Reading RNS this morning I noticed an article talking about how the Catholic church is trying to 'soften' its approach to gays and the gay marriage issue. The author also talked about something we all know is here as well: a growing shift in public opinion. Often it is the pressure from the general population that forces change more than anything else, at least in the political realm. The president understands this well and has used the 'court of public opinion' to his advantage many times in battles with congress.
Yet the question on my mind is not whether gay marriage will be legal one day in all the states of the union. Like many I see this as inevitable. My question is also not how the church should respond. Those denominations that have capitulated on this issue did so long ago. Many conservative churches will remain opposed, although how they express that opposition may be a debated issue for the future. An article on Richochet noted that a key issue facing the church is whether our contrary views will be afforded the equal protection of free speech, or whether the church will be legally penalized for its opposition and refusal to perform gay marriages. I pray that this larger issue remains within the realm of the states and does not become a federal mandate. However, tax exempt status remains an Achilles heel for the church with regard to federal law. This, rightly observed, could disappear as a penalty for non-compliance. Now such rhetoric may seem 'over the top' for some who feel that in the end its all about 'live and let live.' That may be. Yet legal rights are often seen as constitutionally defined 'inalienable rights,' like "life, liberty and the pursuit of happiness," rights vague enough to elude definition and allow a host of others to be included.
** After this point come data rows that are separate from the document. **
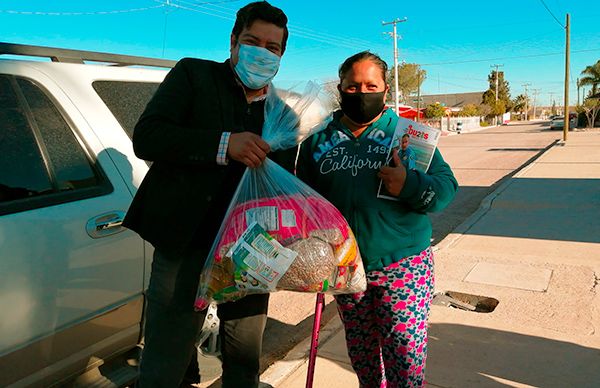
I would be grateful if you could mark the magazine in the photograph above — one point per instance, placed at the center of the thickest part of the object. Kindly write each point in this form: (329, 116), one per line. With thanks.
(416, 144)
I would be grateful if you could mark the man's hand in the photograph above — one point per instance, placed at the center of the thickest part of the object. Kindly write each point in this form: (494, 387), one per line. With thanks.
(393, 178)
(248, 148)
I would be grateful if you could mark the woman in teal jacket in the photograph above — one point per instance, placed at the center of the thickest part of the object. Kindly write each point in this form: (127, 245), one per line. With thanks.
(386, 326)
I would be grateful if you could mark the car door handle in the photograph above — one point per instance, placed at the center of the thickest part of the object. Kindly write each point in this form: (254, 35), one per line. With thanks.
(105, 224)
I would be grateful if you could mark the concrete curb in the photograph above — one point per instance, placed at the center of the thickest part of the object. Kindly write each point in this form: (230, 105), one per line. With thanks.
(486, 203)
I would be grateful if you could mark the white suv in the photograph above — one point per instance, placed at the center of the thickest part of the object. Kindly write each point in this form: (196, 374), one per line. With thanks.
(72, 279)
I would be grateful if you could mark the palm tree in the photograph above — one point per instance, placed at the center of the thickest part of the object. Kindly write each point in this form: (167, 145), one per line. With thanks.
(591, 76)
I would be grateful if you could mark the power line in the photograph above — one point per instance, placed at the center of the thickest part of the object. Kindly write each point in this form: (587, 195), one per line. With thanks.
(501, 58)
(551, 13)
(229, 14)
(39, 13)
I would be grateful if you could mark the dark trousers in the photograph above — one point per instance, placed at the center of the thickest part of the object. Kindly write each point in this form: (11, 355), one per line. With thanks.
(172, 326)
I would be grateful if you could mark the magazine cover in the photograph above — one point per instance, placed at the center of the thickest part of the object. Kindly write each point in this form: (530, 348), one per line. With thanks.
(416, 144)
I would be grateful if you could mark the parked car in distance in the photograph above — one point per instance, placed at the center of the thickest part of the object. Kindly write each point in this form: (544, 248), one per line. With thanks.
(558, 122)
(72, 279)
When the issue of collective bargaining was being debated hotly here at the Wisconsin capital, I remember well how these privileges were debated as inherent "rights" and not allowances.
The impact from today's discussions may seem years away, but as the Supreme Court now discusses it we are reminded that tomorrow is today. Coupled with the tide of public opinion the future now presents a far different picture, one we can't entirely bring into focus, but one that is vastly different than the one our forefathers envisioned. The Church should understand that Jesus himself reminded us that confessing the truth brings suffering and alienation. It happened to the early Christians as they faced the twin fronts of Rome and the Jewish opposition. Yet like our predecessors in the faith we must learn to bear our cross in love. Hate and anger will never proclaim the Gospel. May the Lord therefore make of his people one that embodies the care and mercy of God, while keeping us faithful to his Word.